Gao Bin, Wang Anxin, Zhang Xiaoli, Zhang Jia, Ju Yi, Zhao Xingquan, Wang Wenjuan
Department of Neurology, Beijing Tiantan Hospital, Capital Medical University, Beijing, People's Republic of China.
China National Clinical Research Center for Neurological Diseases, Beijing, People's Republic of China.
J Inflamm Res. 2025 Jul 17;18:9355-9364. doi: 10.2147/JIR.S511889. eCollection 2025.
Given the current lack of research on the impact of beta-blockers (BB) on clinical outcomes in patients with intracerebral hemorrhage (ICH). This study aimed to evaluate the effect of BB on pneumonia, functional outcomes, and mortality in adult patients with primary ICH.

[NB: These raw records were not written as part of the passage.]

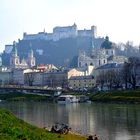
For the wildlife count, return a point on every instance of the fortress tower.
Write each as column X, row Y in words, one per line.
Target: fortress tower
column 14, row 60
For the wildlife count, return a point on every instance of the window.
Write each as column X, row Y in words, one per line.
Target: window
column 99, row 62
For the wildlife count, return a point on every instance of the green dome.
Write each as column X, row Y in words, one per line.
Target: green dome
column 14, row 50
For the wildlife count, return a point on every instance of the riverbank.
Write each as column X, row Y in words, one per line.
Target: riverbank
column 126, row 96
column 12, row 128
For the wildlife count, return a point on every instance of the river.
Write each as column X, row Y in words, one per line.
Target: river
column 108, row 121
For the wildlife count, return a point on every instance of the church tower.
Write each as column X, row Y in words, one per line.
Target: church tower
column 31, row 58
column 14, row 60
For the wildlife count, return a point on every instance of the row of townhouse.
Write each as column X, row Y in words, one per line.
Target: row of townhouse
column 52, row 78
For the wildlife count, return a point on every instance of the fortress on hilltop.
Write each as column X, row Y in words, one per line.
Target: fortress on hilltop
column 61, row 33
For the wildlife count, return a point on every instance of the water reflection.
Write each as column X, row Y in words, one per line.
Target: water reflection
column 109, row 121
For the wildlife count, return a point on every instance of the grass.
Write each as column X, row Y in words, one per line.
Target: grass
column 131, row 96
column 12, row 128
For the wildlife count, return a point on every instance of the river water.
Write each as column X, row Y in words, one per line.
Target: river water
column 108, row 121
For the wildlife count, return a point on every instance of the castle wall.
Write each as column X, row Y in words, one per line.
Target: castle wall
column 60, row 33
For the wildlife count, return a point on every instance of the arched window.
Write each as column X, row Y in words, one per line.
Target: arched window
column 79, row 64
column 91, row 64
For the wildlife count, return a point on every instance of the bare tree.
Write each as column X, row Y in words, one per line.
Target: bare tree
column 29, row 78
column 101, row 79
column 131, row 71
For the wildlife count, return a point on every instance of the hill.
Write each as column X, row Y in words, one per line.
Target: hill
column 63, row 52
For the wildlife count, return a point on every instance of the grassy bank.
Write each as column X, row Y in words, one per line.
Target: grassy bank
column 127, row 96
column 12, row 128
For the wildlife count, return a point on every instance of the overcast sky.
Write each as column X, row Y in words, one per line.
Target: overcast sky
column 119, row 19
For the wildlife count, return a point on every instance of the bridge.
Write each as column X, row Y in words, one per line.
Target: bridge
column 28, row 89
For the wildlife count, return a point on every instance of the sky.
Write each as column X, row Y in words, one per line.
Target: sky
column 119, row 19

This was a retrospective study of a registry cohort of patients with ICH from 13 stroke centers in Beijing, China. Patients aged 18 years or older with first-time primary ICH admitted within 72 h after onset were included. Main exclusion criteria including previous ICH, previous mRS≥3, primary intraventricular hemorrhage, missing of baseline data or lost of follow-up. BB group was defined as any use of beta-blockers pre-existing or initiated after onset of ICH, those without any use of beta-blockers were defined as non-BB group. The clinical outcomes were in-hospital pneumonia, mortality and functional outcome (favorable outcome defined as a modified Rankin Score of 0-3) at 90 d.

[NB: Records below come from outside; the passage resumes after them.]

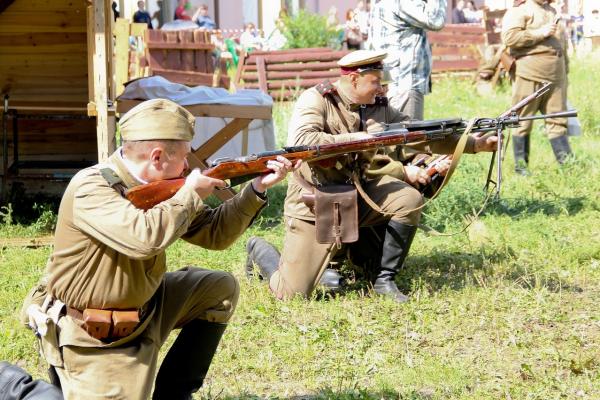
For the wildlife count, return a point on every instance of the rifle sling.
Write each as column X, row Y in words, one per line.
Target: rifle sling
column 458, row 152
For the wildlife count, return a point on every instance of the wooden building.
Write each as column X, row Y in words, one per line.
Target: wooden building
column 57, row 115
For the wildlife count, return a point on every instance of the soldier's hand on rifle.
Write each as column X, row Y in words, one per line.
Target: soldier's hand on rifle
column 374, row 127
column 443, row 166
column 486, row 143
column 203, row 185
column 415, row 176
column 546, row 30
column 279, row 168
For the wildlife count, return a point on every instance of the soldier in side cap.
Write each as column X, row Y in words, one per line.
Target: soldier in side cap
column 333, row 113
column 537, row 41
column 109, row 262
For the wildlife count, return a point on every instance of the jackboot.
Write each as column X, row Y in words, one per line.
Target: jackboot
column 521, row 152
column 185, row 366
column 331, row 281
column 266, row 257
column 17, row 384
column 396, row 244
column 561, row 148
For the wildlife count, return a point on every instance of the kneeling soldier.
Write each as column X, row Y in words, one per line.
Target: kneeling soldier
column 335, row 113
column 110, row 303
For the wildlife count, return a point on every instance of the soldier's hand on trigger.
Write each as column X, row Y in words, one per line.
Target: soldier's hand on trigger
column 547, row 30
column 415, row 176
column 443, row 166
column 486, row 143
column 279, row 169
column 374, row 127
column 203, row 185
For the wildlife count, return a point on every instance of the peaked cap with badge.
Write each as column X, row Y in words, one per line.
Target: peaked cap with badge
column 362, row 61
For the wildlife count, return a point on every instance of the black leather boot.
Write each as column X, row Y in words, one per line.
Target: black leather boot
column 266, row 257
column 185, row 366
column 262, row 254
column 561, row 148
column 17, row 384
column 521, row 152
column 396, row 244
column 331, row 281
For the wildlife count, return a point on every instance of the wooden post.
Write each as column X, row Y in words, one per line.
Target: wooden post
column 105, row 136
column 121, row 33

The study included 947 patients (657 males [69.38%]; mean [standard deviation] age, 57.67 [13.68] years). Two hundred and thirty of 809 patients (28.43%) in the non-BB group and 64 of 138 patients in the BB group were diagnosed with pneumonia (46.38%). Multivariate analysis confirmed that patients in the BB group were likely to have an increased risk of pneumonia after adjusting for confounders (odds ratio [OR], 1.806; 95% confidence interval [CI]:1.139-2.862; P=0.0119). No statistical difference was observed in the proportion of favorable outcome (P=0.9289) or mortality (P=0.2120) at 90 d between the two groups.
The results of this cohort study suggest that any use of BB is associated with an increased risk of pneumonia post-ICH. Randomized clinical trials are needed to evaluate the effects of non-selective BB on the prevention of pneumonia post-ICH.
鉴于目前关于β受体阻滞剂(BB)对脑出血(ICH)患者临床结局影响的研究匮乏,本研究旨在评估BB对成年原发性ICH患者肺炎、功能结局及死亡率的影响。
这是一项对来自中国北京13个卒中中心的ICH患者登记队列的回顾性研究。纳入发病72小时内首次发生原发性ICH且年龄在18岁及以上的患者。主要排除标准包括既往有ICH、既往改良Rankin量表(mRS)评分≥3、原发性脑室出血、基线数据缺失或失访。BB组定义为ICH发病前已使用或发病后开始使用任何β受体阻滞剂的患者,未使用任何β受体阻滞剂的患者定义为非BB组。临床结局为90天时的院内肺炎、死亡率及功能结局(良好结局定义为改良Rankin评分0 - 3分)。
本研究纳入947例患者(657例男性[69.38%];平均[标准差]年龄57.67[13.68]岁)。非BB组809例患者中有230例(28.43%)被诊断为肺炎,BB组138例患者中有64例(46.38%)被诊断为肺炎。多因素分析证实,校正混杂因素后,BB组患者发生肺炎的风险可能增加(比值比[OR],1.806;95%置信区间[CI]:1.139 - 2.862;P = 0.0119)。两组在90天时良好结局比例(P = 0.9289)或死亡率(P = 0.2120)方面未观察到统计学差异。
该队列研究结果表明,任何BB的使用均与ICH后肺炎风险增加相关。需要进行随机临床试验以评估非选择性BB对预防ICH后肺炎的效果。